I had an appt. yesterday with my orthodontist to have my expander put in. Oh joy, oh bliss. They were late (oh I will SO have another blog post on that particularly annoying topic) and then the appt. took just under an hour to install this bugger. The Dr and his assistant were teasing that after they got it cemented in, they’d turn their backs and I’d run for the door. I said, like hell, I’d want to come back and have the damn thing removed, then I’d run for the door. They did say ‘cemented’ but it’s not cement, they use epoxy … in my mouth ~shudder~.
Ain’t it pretty? My mom is super creeped out by it (hey mom! Thanks again for watching my hooligans while I went to have this installed), but if it works, whatever! See that little tiny hole in the center? I have to try to insert a ‘key’ into that bitty hole and turn it. Thankfully mine seems closer to my front teeth so I’m not gagging on the ‘key’.
See? Now does that look anything like a key? Uh no. I have to insert that tiny end into the small hole and hope by golly I’ve got it in the right place. I can’t see into my mouth when my hand and that stick are there so I’m just wingin’ it by that point. Then I start to turn and by golly my mouth explodes … err, pulls, it pulls.
Orthodontists install these things quite regularly I guess, on kids. Kids’ palates expand nicely with this, without surgery. They often have it hooked only into the rear molars and BAM! Their palate expands.
No, not really. They have to turn stupid ‘keys’ too, but at least they can convince the other people around them to turn the ‘key’ for them, unlike in my house. My blasted eldest daughter wouldn’t touch the thing. Probably out of fear that I’d pummel her if she hurt me.
But wait, it doesn’t hurt! Honest. But it does feel like someone is pulling my face apart at the seams. I turned the ‘key’ only moments ago and it wasn’t painful, just … well weird.
Oh you are SO going to get sick of my ‘key’ word, aren’t ya?
Expanders are a common appliance it seems, as I’ve known many kids that have had them in (one adult). Yet it doesn’t seem to occur to people of the tooth minded as to why we need the expansion. What is causing our teeth to be so crowded or our jaws to become deformed over time?
I know, not many other people out there are wackos like me who think up this crap, but seriously. I’m of the mind that I not only want to fix the problem but I want to find out why it’s a problem in the first place. Is it purely genetics to make my caucasian mouth narrower? Because my head is definitely big enough to accommodate them.
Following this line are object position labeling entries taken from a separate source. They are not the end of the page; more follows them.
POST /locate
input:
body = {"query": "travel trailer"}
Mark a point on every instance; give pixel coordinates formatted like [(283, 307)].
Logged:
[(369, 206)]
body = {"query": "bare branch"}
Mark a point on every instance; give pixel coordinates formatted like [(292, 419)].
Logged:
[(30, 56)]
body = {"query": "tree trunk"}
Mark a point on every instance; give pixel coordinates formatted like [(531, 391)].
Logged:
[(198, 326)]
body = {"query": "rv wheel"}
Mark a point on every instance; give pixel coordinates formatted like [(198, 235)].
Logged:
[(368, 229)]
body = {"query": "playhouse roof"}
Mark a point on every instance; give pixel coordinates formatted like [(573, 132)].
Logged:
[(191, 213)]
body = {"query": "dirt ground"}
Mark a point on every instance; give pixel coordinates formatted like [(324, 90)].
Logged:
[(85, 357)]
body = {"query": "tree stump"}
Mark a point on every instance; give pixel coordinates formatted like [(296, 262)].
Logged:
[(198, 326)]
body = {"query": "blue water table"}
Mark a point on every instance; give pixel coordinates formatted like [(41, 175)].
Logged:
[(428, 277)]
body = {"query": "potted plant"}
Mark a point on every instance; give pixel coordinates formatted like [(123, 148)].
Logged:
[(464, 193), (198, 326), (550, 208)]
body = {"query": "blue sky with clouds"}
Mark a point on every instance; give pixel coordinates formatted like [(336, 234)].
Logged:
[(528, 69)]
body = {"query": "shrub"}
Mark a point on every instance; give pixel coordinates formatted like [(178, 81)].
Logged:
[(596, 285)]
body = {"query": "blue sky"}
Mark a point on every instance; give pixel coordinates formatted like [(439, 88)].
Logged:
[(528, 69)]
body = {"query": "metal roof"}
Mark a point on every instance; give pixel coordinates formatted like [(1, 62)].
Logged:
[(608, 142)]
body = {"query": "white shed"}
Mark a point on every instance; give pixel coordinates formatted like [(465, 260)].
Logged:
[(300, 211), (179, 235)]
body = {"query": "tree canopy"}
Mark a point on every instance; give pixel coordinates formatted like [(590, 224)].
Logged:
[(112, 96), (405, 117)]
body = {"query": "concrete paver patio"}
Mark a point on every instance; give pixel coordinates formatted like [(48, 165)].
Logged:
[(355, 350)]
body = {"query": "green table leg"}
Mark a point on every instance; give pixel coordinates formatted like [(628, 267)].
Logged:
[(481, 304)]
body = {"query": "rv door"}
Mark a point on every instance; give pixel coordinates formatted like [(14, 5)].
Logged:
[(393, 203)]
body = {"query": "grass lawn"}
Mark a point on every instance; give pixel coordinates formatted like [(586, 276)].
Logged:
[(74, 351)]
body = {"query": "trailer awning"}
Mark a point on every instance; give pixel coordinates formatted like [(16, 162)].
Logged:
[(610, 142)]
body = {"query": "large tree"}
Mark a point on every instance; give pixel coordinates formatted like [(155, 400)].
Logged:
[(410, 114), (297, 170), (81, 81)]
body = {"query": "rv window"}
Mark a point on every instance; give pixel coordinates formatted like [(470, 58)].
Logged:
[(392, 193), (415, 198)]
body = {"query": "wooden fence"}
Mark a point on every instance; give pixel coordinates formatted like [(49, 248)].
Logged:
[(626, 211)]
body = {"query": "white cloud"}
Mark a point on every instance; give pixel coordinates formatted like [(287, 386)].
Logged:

I’ll turn the key once a day for 14 days and then stop. On the 18th I have another short appt where we see if it’s working (I’m bringing my hooligans to that one). We’ll know if my palate is expanding if I’m starting to have spaces between my teeth. However if there are no spaces forming anywhere and the teeth where the appliance is attached start to stick out, then we know the thing is just pushing my teeth out.
And that means surgery.
We don’t want to go there. So I just have to convince my mouth to be good and expand, and not talk to my dh about it or he’ll start giggling like a 17 y/o boypig.
Yeah, you thought it too, didn’t ya.
After turning the key there is a sensation that is hard to explain. The closest I can come to is the word pressure. You would think this pressure would occur only at the site but no, I have it all the way up into my nose. Even my cheeks feel a bit of tension.
I’ll spend the next 2 weeks spitting all over people when I talk (aren’t you glad I talk to you through cyber space?) and drooling on my chin. Because the expander is on the roof of my mouth, I can’t excrete every drop of saliva from my mouth when I swallow so a bit is always there. Pretty huh?! I talk like I’ve got peanut butter stuck to the roof of my mouth.
I really sound like I’m complaining, I know, but I’m truly not. I know this is a long-run forecast I just have to wait out and hopefully not drown in my spit or spray too much on others.